Anyone can access deleted and private repository data on GitHub
Scope of the Behavior
- Not new: multiple commenters say they reported or noticed this behavior years ago; GitHub classified it as “known, low risk” and documented it later.
- Affects GitHub fork networks: objects (commits/blobs) are shared across forks; refs are per-fork.
- Key edge cases discussed:
- Deleted forks of public repos: commits remain reachable via the upstream by hash.
- Private forks of private repos that later become public: pre‑existing fork commits can be accessed via the now‑public upstream, even if forks stay private or are deleted.
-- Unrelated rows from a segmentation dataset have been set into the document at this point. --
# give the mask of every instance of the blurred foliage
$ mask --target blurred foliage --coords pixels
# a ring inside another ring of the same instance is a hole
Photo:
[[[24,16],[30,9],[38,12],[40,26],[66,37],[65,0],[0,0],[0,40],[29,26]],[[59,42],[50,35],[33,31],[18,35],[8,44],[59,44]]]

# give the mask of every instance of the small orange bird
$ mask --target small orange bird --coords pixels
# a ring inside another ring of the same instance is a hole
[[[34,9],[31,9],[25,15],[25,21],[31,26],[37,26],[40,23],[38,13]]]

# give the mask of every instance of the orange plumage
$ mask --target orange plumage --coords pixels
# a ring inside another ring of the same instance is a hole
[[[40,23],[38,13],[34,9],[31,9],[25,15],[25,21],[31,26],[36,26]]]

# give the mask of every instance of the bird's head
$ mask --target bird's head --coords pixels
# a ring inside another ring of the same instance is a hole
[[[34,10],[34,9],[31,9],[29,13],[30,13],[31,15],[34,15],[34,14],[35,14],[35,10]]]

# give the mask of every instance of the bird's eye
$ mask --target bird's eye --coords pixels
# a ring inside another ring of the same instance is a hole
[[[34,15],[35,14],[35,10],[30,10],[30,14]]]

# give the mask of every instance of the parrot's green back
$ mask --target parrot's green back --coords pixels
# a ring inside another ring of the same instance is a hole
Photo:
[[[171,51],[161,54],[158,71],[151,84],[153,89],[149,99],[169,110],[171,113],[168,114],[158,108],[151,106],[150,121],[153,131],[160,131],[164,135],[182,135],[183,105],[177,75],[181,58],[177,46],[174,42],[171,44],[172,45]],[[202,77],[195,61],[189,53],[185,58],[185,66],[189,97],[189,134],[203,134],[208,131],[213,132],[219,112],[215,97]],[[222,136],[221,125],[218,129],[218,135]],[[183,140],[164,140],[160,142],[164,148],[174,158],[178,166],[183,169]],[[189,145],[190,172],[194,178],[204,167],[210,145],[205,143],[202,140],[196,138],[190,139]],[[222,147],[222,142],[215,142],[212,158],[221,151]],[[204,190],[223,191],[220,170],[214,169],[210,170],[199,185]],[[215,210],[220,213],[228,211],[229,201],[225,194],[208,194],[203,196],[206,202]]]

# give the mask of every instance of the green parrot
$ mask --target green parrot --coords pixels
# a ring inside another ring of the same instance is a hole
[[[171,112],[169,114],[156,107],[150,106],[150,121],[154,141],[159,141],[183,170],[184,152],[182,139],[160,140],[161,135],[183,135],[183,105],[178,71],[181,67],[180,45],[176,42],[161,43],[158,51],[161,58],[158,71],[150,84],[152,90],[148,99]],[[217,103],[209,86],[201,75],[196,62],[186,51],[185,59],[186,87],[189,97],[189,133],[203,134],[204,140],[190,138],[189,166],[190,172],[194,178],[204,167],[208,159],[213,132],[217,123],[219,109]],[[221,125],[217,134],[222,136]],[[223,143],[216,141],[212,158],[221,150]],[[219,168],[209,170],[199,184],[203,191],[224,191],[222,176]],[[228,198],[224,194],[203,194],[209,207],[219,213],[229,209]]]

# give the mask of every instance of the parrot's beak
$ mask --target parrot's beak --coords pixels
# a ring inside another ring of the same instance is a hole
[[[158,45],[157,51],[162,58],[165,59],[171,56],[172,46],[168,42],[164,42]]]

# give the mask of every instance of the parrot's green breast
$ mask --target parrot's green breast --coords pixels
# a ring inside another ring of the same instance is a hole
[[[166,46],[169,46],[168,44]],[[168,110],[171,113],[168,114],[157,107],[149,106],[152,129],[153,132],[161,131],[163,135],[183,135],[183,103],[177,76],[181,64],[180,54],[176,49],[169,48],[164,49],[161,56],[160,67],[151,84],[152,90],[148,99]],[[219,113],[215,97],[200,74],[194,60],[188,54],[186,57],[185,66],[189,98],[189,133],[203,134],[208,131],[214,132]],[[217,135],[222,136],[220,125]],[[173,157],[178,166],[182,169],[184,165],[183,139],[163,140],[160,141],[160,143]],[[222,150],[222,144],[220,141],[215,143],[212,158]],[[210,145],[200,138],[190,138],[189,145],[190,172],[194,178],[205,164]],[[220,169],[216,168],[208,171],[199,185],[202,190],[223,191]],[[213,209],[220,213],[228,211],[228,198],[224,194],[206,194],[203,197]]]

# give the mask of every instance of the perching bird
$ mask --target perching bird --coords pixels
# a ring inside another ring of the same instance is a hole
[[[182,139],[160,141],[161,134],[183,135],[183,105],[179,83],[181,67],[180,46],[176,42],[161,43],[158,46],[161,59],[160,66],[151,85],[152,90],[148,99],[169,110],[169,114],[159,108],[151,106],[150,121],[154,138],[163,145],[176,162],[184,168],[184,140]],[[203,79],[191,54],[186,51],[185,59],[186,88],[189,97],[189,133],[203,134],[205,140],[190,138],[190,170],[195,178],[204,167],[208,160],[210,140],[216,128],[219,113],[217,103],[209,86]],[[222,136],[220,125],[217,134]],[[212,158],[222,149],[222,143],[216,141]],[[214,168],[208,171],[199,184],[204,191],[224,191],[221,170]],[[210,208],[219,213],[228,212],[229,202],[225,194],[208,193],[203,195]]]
- Purely private repos and forks that never become public appear unaffected.
Mechanics: Why Data Sticks Around
- Git’s content‑addressable storage and GitHub’s shared storage for forks mean objects are retained until garbage‑collected.
- Several users assert GitHub effectively never GC’s unreachable commits within fork networks.
- Short SHA support (down to 4 hex chars) makes brute forcing commit IDs feasible.
- Public events archives (including third‑party GH event mirrors) leak commit hashes, enabling targeted retrieval.
How Serious Is It?
- One camp: only the “private fork becomes de facto public when upstream is made public” is a real vulnerability; everything that was ever public should be assumed permanently public anyway.
- Other camp: this is a major Principle of Least Astonishment violation; “private” and “delete” strongly imply stronger guarantees than users actually get.
- Several note real‑world impact: leaked API keys, proprietary algorithms, console SDKs, and internal forks unknowingly exposed.
GitHub’s Handling and Bug Bounties
- Multiple reports through HackerOne were closed as “working as intended,” no bounty.
- Debate over bug bounty ethics: companies don’t pay for known or architectural issues; researchers argue this discourages reporting systemic problems.
- Some see GitHub’s documentation as insufficient UX; burying a surprising security property in help docs is viewed as user‑hostile.
Mitigations and Alternatives
- Practical advice from the thread:
- Don’t use GitHub “private forks” for sensitive work; make a separate private repo (clone/template) instead.
- Never open‑source an existing private repo; create a fresh public repo and copy selected code.
- Always rotate secrets once committed, regardless of later deletion.
- For stricter control, consider other hosts or self‑hosted Git (GitLab, Gitea, etc.), though similar patterns may exist elsewhere.
- Some note GitHub offers a manual path for full data removal via support for legal/privacy reasons, but this is not automatic.